Między 3 a 7 października 1939 roku do Kielc dotarła pierwsza łączniczka, Zofia Nowakowska „Irena”, wysłana przez powołane 27 września 1939 r. w Warszawie Dowództwo Główne Służby Zwycięstwu Polsce. Jej zadaniem było  nawiązanie kontaktów z miejscowymi ogniwami tworzonej jeszcze przed 1939 roku dywersji pozafrontowej. W Kielcach spotkała się w tym celu ze Stanisławą Olędzką „Rawiczówna”, mieszkającą w Kielcach pod adresem Czarnowska 14 (na zdjęciu), która jako przedwojenna instruktorka Przysposobienia Wojskowego Kobiet była prawdopodobnie w strukturach dywersji pozafrontowej.

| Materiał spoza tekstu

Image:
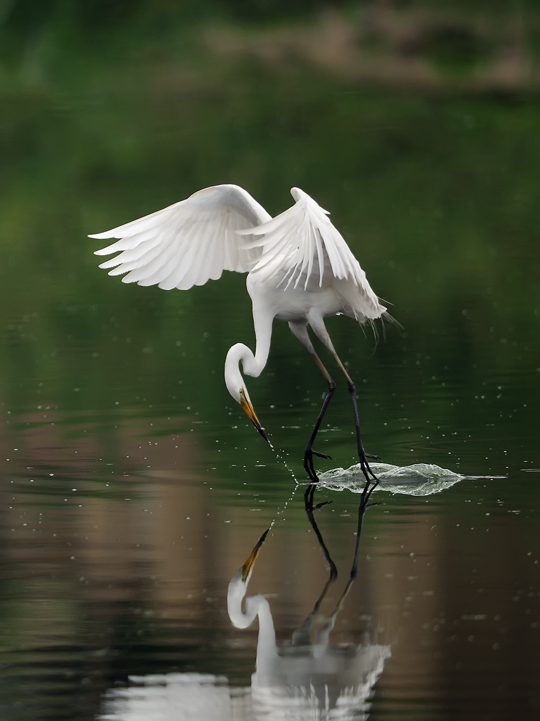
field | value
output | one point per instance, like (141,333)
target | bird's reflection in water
(308,678)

     Dzięki nawiązanym kontaktom już na początku października przyjechał do Kielc z Warszawy kapitan dyplomowany Stefan Rychter „Stefan”. Ten oficer był oficjalnym pełnomocnikiem Dowódcy Głównego Służby Zwycięstwu Polski.  Do jego  zadań  należało stworzenie podwalin nowej organizacji stąd od początku nawiązał kontakt z byłymi oficerami kieleckiego garnizonu. W tym okresie swoistym centrum życia konspiracyjnego w Kielcach był dom Stanisławy Olędzkiej przy ulicy Czarnowskiej 14, który już niedługo stał się pierwszą siedzibą Komendy Okręgu Kieleckiego SZP.

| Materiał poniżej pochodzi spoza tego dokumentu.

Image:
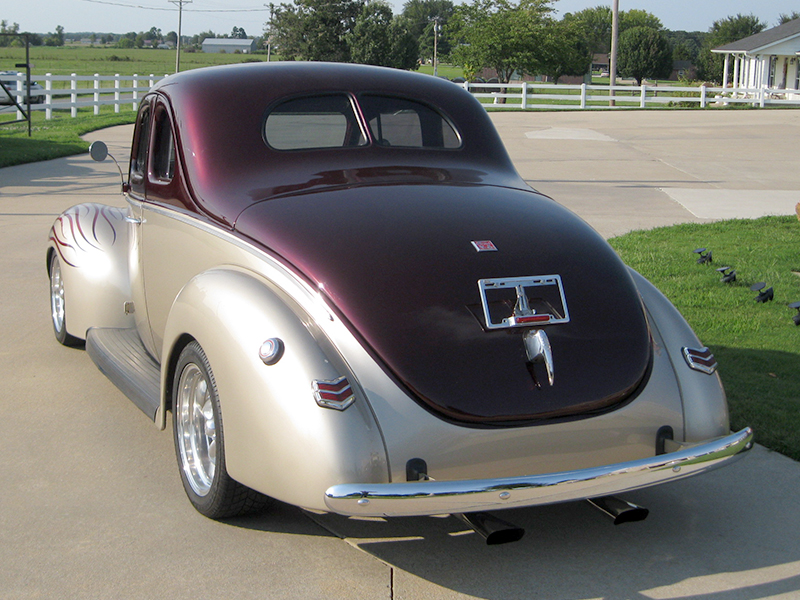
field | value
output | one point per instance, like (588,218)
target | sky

HISTORIA TEGO MIEJSCA TAKŻE W SŁUCHOWISKU: UKRYTY FRONT. ODCINKI: Tajemniczy doktor i Hubal w konspiracji. POSŁUCHAJ

Więcej w rozdziale: Początki konspiracji 

Zakład produkujący uzbrojenie

Przy ulicy Czarnowskiej znajdował się także jeden z zakładów należących do Józefa Toporka. Prawdopodobnie od lata 1942 r. montowano tam pistolety z części wykradanych przez robotników z fabryki „Hasag”, a także produkowano granaty wg technologii opracowanej przez Wacława Różańskiego "Żubra".

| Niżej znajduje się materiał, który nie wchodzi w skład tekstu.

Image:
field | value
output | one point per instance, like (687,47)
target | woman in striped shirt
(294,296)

     Siedziba biur firmy znajdująca się przy ulicy Radomskiej także była zaangażowane w działalność: mieścił się tam konspiracyjny sekretariat Wydziału I Organizacyjnego Obwodu Kielce. Niestety wśród pracowników warsztatu znalazł się konfident. Jego zdradziecka działalność doprowadziła do tragedii. W dniu 15 maja 1943 r. wychodzących z warsztatu Jana i Józefa Toporków, oraz por. Stanisława Rybińskiego - szefa Wydziału Organizacyjnego aresztowało Gestapo. Prowadzono ich ulicą Radomską, przy ulicy Orlej były ruiny zbombardowanego domu, tam padło hasło - uciekamy. Ucieczka udała się Józefowi Toporkowi i Stanisławowi Rybińskiemu, pościg za Janem Toporkiem trwał do ul. Chęcińskiej, tam został ciężko ranny w brzuch od kuli szefa gestapo Büsinga. Po dwóch dniach zmarł w szpitalu więziennym.